Wendy Spires Assistant Editor 19 May 2009

RBS In Talks To Sell Asset Management Arm, No Plans To Divest Coutts - Report

Royal Bank of Scotland is considering selling the asset management division which invests on behalf of the clients of Coutts, its subsidiary UK private bank, according to The Sunday Telegraph.

RBS Asset Management, which manages money for high net worth and institutional investors, had $50 billion of assets under advice at the end of 2008 and is estimated to be worth £500 million.

According to the report, RBS has discussed the potential sale of its asset management business with advisors including Morgan Stanley. The publication added that although RBS had received "unsolicited" approaches from parties interested in buying Coutts, it has no current plans to sell the private bank.

RBS declined to comment on the report when contacted by WealthBriefing.

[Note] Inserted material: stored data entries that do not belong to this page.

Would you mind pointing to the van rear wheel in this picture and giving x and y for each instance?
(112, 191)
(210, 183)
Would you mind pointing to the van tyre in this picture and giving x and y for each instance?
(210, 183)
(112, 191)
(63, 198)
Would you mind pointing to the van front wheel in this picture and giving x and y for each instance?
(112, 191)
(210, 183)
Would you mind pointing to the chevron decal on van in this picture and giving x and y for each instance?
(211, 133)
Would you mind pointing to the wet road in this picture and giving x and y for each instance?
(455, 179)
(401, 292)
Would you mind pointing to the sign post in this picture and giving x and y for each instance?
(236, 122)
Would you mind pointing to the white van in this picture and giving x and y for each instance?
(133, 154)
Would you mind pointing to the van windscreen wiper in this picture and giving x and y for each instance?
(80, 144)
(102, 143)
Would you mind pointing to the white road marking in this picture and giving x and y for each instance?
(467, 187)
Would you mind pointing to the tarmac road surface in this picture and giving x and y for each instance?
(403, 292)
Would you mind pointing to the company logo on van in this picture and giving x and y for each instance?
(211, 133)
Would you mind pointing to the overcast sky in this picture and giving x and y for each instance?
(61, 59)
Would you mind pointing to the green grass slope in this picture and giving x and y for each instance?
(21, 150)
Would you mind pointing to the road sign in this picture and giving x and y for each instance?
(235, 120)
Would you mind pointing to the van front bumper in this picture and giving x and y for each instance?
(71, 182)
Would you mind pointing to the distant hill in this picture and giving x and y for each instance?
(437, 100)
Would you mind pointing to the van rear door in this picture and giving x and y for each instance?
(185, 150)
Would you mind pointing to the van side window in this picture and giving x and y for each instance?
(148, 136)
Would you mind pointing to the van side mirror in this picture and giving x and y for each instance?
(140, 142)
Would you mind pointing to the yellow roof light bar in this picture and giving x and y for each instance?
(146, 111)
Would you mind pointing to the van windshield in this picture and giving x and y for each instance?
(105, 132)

Market speculation that RBS will look to sell Coutts has grown since the UK government partly nationalised RBS after the bank suffered massive losses stemming from the credit crisis. The bank has been carrying out an extensive review of its operations under Stephen Hester, RBS’s group CEO.

The prestige of Coutts - of which Queen Elizabeth II is a client - would make the private bank an attractive acquisition for a number of firms, but equally the cachet of the Coutts brand is such that RBS could understandably view a divestiture with reluctance. 

RBS’s UK wealth management division, which includes Coutts, recorded an operating profit of £82 million in the first quarter of this year, down from £104 million in the same period last year.

The UK wealth division logged total income of £188 million in the latest quarter, down from £210 million a year before. Assets under management, excluding deposits, fell by 20 per cent over the year to £15.1 billion.

For the group as a whole, RBS reported a first-quarter loss attributable to ordinary shareholders of £857 million, compared with an equivalent profit of £245 million a year before.